He recently gave a presentation on recycling initiatives and waste solutions for athletics at the Students for Zero Waste Conference at the University of New Hampshire. One component of his advocacy focuses on changing policy at Williams Brice Stadium in Columbia to combat the tons of waste and plastic bottles generated by the 80,000 Gamecock fans that flock to the stadium in the fall. He also manages the Tailgate Recycling program for football games and is working with Sodexo on a bring-your-own-cup discount for campus food service outlets.

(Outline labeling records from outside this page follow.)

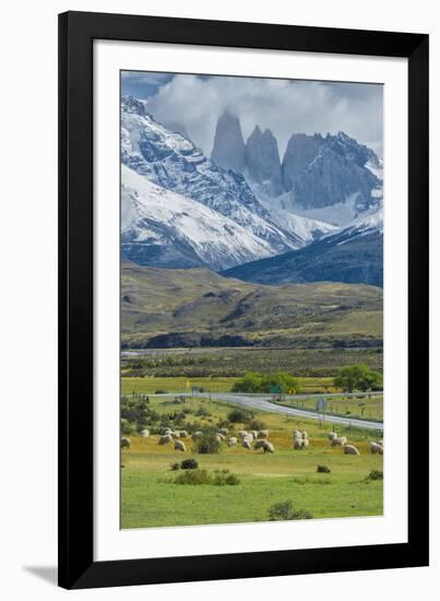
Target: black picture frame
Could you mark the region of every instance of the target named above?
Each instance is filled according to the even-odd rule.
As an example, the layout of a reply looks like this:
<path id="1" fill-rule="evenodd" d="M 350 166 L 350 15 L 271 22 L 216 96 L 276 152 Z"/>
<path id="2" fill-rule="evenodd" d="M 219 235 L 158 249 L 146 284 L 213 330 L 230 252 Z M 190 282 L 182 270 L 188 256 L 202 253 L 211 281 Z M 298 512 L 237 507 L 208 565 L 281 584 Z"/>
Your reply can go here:
<path id="1" fill-rule="evenodd" d="M 93 42 L 159 42 L 408 59 L 408 542 L 94 561 Z M 68 589 L 426 566 L 428 35 L 67 12 L 59 15 L 59 586 Z M 406 176 L 406 175 L 404 175 Z M 349 552 L 347 550 L 349 549 Z"/>

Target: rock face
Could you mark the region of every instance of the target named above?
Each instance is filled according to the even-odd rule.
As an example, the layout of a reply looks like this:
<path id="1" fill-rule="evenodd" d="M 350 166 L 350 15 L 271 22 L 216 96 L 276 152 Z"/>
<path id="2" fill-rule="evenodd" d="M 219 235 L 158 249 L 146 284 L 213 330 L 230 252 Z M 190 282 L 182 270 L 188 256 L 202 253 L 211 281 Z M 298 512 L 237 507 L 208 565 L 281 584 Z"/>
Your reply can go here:
<path id="1" fill-rule="evenodd" d="M 245 172 L 245 140 L 240 120 L 230 111 L 225 111 L 217 121 L 211 158 L 224 169 L 240 174 Z"/>
<path id="2" fill-rule="evenodd" d="M 270 129 L 257 126 L 246 142 L 247 174 L 270 196 L 283 192 L 278 144 Z"/>
<path id="3" fill-rule="evenodd" d="M 356 202 L 360 213 L 373 204 L 372 192 L 380 187 L 378 177 L 366 167 L 378 161 L 372 151 L 343 132 L 337 135 L 294 134 L 283 158 L 283 184 L 290 210 L 313 210 Z"/>
<path id="4" fill-rule="evenodd" d="M 242 174 L 270 212 L 289 211 L 341 225 L 373 208 L 382 193 L 381 162 L 344 132 L 294 133 L 281 163 L 271 130 L 257 126 L 243 144 L 239 119 L 225 113 L 217 122 L 212 160 Z M 325 209 L 335 204 L 337 217 L 331 221 Z"/>
<path id="5" fill-rule="evenodd" d="M 383 210 L 277 257 L 227 270 L 224 275 L 260 284 L 345 282 L 383 285 Z"/>

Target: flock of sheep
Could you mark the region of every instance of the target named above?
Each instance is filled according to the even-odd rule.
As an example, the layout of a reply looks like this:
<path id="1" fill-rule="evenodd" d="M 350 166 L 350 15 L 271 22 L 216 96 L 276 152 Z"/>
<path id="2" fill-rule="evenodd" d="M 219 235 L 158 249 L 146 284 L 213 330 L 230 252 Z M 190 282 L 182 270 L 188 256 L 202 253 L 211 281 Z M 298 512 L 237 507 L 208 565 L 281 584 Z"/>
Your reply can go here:
<path id="1" fill-rule="evenodd" d="M 336 432 L 331 432 L 329 434 L 329 440 L 332 447 L 343 447 L 345 455 L 360 455 L 357 447 L 354 445 L 347 445 L 347 439 L 345 436 L 337 436 Z M 370 443 L 370 452 L 371 455 L 383 455 L 383 439 L 379 443 Z"/>
<path id="2" fill-rule="evenodd" d="M 223 427 L 219 428 L 218 432 L 215 434 L 216 439 L 219 443 L 226 441 L 228 447 L 236 447 L 237 445 L 241 445 L 245 449 L 251 449 L 253 445 L 253 449 L 262 449 L 263 452 L 274 452 L 275 447 L 272 443 L 267 440 L 269 438 L 269 429 L 260 429 L 260 431 L 250 431 L 247 432 L 245 429 L 240 429 L 237 433 L 237 436 L 228 436 L 229 432 L 228 428 Z M 144 438 L 147 438 L 150 436 L 150 431 L 143 429 L 141 432 L 141 436 Z M 160 436 L 158 438 L 158 445 L 170 445 L 174 441 L 175 450 L 186 452 L 187 447 L 182 440 L 182 438 L 188 438 L 190 435 L 186 429 L 180 431 L 173 431 L 169 427 L 163 428 L 160 431 Z M 191 435 L 192 440 L 197 440 L 203 436 L 203 433 L 201 431 L 193 432 Z M 293 433 L 293 448 L 294 450 L 301 450 L 307 449 L 309 447 L 309 436 L 306 431 L 299 432 L 297 429 Z M 331 432 L 329 434 L 329 440 L 330 445 L 332 447 L 342 447 L 344 455 L 360 455 L 357 447 L 354 445 L 347 445 L 347 438 L 345 436 L 338 436 L 336 432 Z M 131 440 L 128 437 L 121 438 L 121 448 L 129 449 L 131 445 Z M 370 452 L 371 455 L 383 455 L 383 439 L 379 440 L 379 443 L 371 441 L 370 443 Z"/>

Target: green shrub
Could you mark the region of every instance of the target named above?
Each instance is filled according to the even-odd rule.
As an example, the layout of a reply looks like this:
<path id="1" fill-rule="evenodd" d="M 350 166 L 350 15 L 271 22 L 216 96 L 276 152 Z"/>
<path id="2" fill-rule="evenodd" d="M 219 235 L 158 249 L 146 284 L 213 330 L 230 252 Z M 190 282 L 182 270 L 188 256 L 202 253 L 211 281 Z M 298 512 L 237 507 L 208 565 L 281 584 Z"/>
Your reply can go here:
<path id="1" fill-rule="evenodd" d="M 253 419 L 246 424 L 246 427 L 247 429 L 265 429 L 267 426 L 261 420 Z"/>
<path id="2" fill-rule="evenodd" d="M 216 486 L 224 486 L 225 484 L 229 486 L 235 486 L 239 483 L 240 479 L 238 478 L 238 475 L 231 474 L 229 470 L 216 470 L 214 472 L 213 484 L 215 484 Z"/>
<path id="3" fill-rule="evenodd" d="M 233 409 L 227 414 L 227 419 L 231 424 L 243 424 L 252 419 L 252 413 L 246 411 L 246 409 Z"/>
<path id="4" fill-rule="evenodd" d="M 180 468 L 182 470 L 197 470 L 199 468 L 199 461 L 197 459 L 183 459 L 180 462 Z"/>
<path id="5" fill-rule="evenodd" d="M 317 466 L 317 472 L 322 474 L 330 474 L 331 469 L 329 466 Z"/>
<path id="6" fill-rule="evenodd" d="M 221 452 L 222 443 L 215 437 L 215 434 L 205 433 L 195 441 L 195 450 L 200 455 L 215 455 Z"/>
<path id="7" fill-rule="evenodd" d="M 281 521 L 312 519 L 313 516 L 306 509 L 295 509 L 292 500 L 284 500 L 275 503 L 269 508 L 267 518 L 269 521 Z"/>
<path id="8" fill-rule="evenodd" d="M 211 484 L 212 479 L 206 470 L 186 470 L 176 479 L 175 484 Z"/>
<path id="9" fill-rule="evenodd" d="M 383 471 L 382 470 L 371 470 L 368 474 L 368 480 L 383 480 Z"/>

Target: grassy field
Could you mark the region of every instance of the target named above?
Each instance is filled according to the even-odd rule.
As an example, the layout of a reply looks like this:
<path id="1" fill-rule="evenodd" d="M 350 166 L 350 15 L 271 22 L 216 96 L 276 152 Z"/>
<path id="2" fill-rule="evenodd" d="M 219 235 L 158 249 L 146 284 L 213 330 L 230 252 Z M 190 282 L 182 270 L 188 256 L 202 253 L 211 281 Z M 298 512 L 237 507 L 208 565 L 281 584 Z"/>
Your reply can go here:
<path id="1" fill-rule="evenodd" d="M 157 390 L 165 392 L 188 392 L 193 386 L 210 389 L 211 392 L 230 392 L 234 384 L 239 378 L 210 377 L 210 378 L 185 378 L 185 377 L 122 377 L 122 394 L 154 394 Z M 301 392 L 325 392 L 332 387 L 332 378 L 298 378 Z M 189 382 L 189 387 L 187 384 Z"/>
<path id="2" fill-rule="evenodd" d="M 365 363 L 382 370 L 382 349 L 154 349 L 122 356 L 131 376 L 239 377 L 246 372 L 289 372 L 299 377 L 332 377 L 337 369 Z"/>
<path id="3" fill-rule="evenodd" d="M 151 397 L 150 409 L 167 414 L 176 408 L 171 399 Z M 187 423 L 204 428 L 227 419 L 230 404 L 206 399 L 188 399 L 185 405 Z M 203 409 L 203 416 L 200 415 Z M 122 451 L 122 528 L 147 528 L 198 523 L 234 523 L 267 519 L 269 508 L 278 502 L 292 500 L 295 508 L 308 510 L 313 518 L 381 515 L 382 481 L 368 478 L 371 470 L 382 470 L 382 457 L 369 453 L 369 440 L 378 434 L 338 428 L 356 445 L 360 456 L 346 456 L 328 440 L 330 426 L 286 419 L 275 413 L 255 414 L 270 429 L 273 455 L 222 445 L 218 455 L 198 455 L 190 438 L 185 439 L 187 452 L 173 445 L 159 446 L 158 436 L 141 438 L 130 435 L 131 448 Z M 229 424 L 229 433 L 246 424 Z M 177 426 L 176 426 L 177 427 Z M 308 449 L 292 448 L 293 429 L 307 429 Z M 235 486 L 214 484 L 179 485 L 175 483 L 181 470 L 170 464 L 195 457 L 199 468 L 209 473 L 229 470 L 239 478 Z M 317 473 L 325 464 L 331 473 Z"/>
<path id="4" fill-rule="evenodd" d="M 269 286 L 207 269 L 122 263 L 124 349 L 380 346 L 382 290 L 318 282 Z"/>

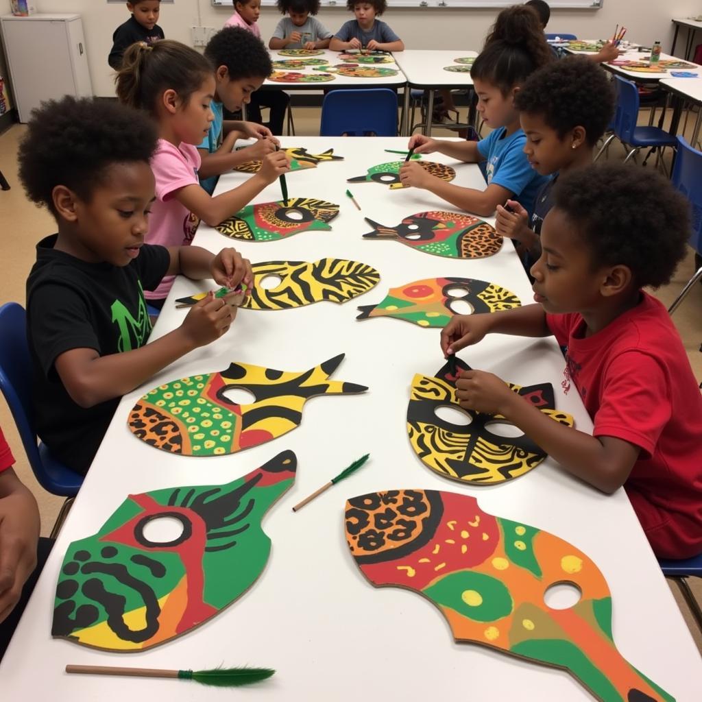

Thousands of plastic water bottles have inundated the city due to the catastrophic flooding that recently overwhelmed our community and our water treatment facilities. Justin can’t sit back and watch the refuse pile up. His effort to curb bottled water use at the School of Music has worked to get 5-gallon water coolers up and running in the building while the city is still under a boil-water advisory.
So just how is Justin working towards his personal zero waste goals? He says, “I never use plastic bags and always carry my reusable one with me; I love the bulk bins at the grocery (since I can bring my own containers), and I ride my bike everywhere.” In addition, Justin is proud that he generates very little waste at home. By composting all of his food scraps and avoiding disposable packaging, he only has enough garbage to empty the bin about every six months. “It’s mostly from my bagless vacuum cleaner,” he says.